Speaker
Description
Approaches towards tendon microarchitecture through melt electrowriting and melt-electrofibrillation
Jürgen Groll
Department of Functional Materials in Medicine and Dentistry at the Institute for Functional Materials and Biofabrication & Bavarian Polymer Institute, University of Würzburg, 97070 Würzburg, Germany
Melt electrowriting (MEW) is a relatively young additive manufacturing technology that exploits the focused deposition of a viscous thermoplast-melt thread onto a grounded target when ejected from a spinneret under voltage [1]. It enables the production of highly defined scaffold geometries built of fibers with diameters in the lower micrometer range [2].
This lecture will first demonstrate how MEW can be used to fabricate regular sinusoidal waved structures that mimic the morphology of tendons and the typical mechanical behavior [3]. The lecture will then shift towards exploiting the use of polymer-blends for MEW with a certain blend-immiscibility and a selective solubility after processing.
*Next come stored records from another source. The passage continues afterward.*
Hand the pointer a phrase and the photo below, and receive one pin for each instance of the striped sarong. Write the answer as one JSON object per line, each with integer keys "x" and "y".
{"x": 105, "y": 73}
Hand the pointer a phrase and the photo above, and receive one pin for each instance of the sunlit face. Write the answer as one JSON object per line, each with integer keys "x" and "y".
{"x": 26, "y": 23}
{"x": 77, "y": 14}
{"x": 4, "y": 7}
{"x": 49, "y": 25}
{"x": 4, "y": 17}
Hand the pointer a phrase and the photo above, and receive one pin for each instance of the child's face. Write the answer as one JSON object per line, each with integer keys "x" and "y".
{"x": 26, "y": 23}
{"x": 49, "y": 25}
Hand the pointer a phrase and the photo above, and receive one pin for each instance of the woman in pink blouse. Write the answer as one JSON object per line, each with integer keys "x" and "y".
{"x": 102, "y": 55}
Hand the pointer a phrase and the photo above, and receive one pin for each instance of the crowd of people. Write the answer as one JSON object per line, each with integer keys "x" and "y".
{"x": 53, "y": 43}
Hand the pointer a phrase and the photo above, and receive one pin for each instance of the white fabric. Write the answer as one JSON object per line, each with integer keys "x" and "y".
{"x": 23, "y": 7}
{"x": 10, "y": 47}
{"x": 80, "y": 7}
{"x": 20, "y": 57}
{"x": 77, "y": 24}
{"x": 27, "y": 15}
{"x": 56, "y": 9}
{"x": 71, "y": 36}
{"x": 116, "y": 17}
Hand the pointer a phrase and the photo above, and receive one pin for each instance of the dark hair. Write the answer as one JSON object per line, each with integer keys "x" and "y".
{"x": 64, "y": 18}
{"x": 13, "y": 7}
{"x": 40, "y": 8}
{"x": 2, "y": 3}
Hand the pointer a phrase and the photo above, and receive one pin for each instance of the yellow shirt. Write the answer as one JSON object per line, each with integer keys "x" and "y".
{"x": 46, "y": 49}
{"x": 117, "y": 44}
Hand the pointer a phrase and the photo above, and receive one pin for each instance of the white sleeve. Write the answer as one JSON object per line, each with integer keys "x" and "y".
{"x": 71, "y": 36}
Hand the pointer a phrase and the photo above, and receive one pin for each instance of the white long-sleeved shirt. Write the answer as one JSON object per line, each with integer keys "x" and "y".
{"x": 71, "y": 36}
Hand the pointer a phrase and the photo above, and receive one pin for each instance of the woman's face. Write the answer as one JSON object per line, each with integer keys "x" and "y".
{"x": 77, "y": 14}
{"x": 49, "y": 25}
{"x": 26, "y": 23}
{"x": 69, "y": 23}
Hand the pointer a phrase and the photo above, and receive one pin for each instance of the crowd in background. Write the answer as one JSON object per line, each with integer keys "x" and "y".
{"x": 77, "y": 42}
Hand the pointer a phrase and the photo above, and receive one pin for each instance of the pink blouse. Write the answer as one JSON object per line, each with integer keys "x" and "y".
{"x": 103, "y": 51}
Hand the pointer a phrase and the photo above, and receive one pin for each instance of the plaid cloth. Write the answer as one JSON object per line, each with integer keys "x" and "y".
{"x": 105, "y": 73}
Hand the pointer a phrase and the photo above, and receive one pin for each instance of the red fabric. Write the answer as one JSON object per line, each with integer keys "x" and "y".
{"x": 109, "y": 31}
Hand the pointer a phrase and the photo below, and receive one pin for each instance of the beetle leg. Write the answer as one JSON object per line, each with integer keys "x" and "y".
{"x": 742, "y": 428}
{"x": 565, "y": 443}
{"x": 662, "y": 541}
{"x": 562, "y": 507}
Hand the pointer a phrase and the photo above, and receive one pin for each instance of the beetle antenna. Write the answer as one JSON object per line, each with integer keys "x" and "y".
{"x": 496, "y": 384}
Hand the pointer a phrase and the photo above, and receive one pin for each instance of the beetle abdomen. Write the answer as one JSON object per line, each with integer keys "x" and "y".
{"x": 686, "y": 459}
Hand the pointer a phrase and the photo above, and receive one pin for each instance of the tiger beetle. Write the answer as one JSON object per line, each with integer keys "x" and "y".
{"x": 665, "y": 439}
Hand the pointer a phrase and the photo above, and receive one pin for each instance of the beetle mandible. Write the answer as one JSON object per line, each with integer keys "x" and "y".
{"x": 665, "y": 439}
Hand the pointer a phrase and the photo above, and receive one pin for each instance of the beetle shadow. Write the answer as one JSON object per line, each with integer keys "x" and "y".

At the example of PCL/PVAc the lecture will demonstrate that collagen mimetic bundles of nanofibrils with diameters far below the printing resolution of MEW can be achieved this way. A couple of specific topographic effects of the resulting collagen-mimetic PCL fibrillar constructs will be resented and discussed [4], including some most recent and so far unpublished results.
References
1) T.D. Brown, et al: Direct writing by way of melt electrospinning. Advanced Materials 2011, 23(47), 5651-7.
2) G. Hochleitner, et al: Additive manufacturing of scaffolds with sub-micron filaments via melt electrospinning writing. Biofabrication 2015, 7, 035002.
3) G. Hochleitner, F. Chen, C. Blum, P. D. Dalton, B. Amsden, J. Groll: Crimped elastomer scaffolds prepared through MEW with non-linear extension behaviour mimicking that of ligaments and tendons. Acta Biomaterialia 2018, 72, 110–120.
4) M. Ryma, et al: Translation of Collagen Ultrastructure to Biomaterial Fabrication for Material Independent but Highly Efficient Topographic Immunomodulation. Advanced Materials 2021, 33 (33), 2101228.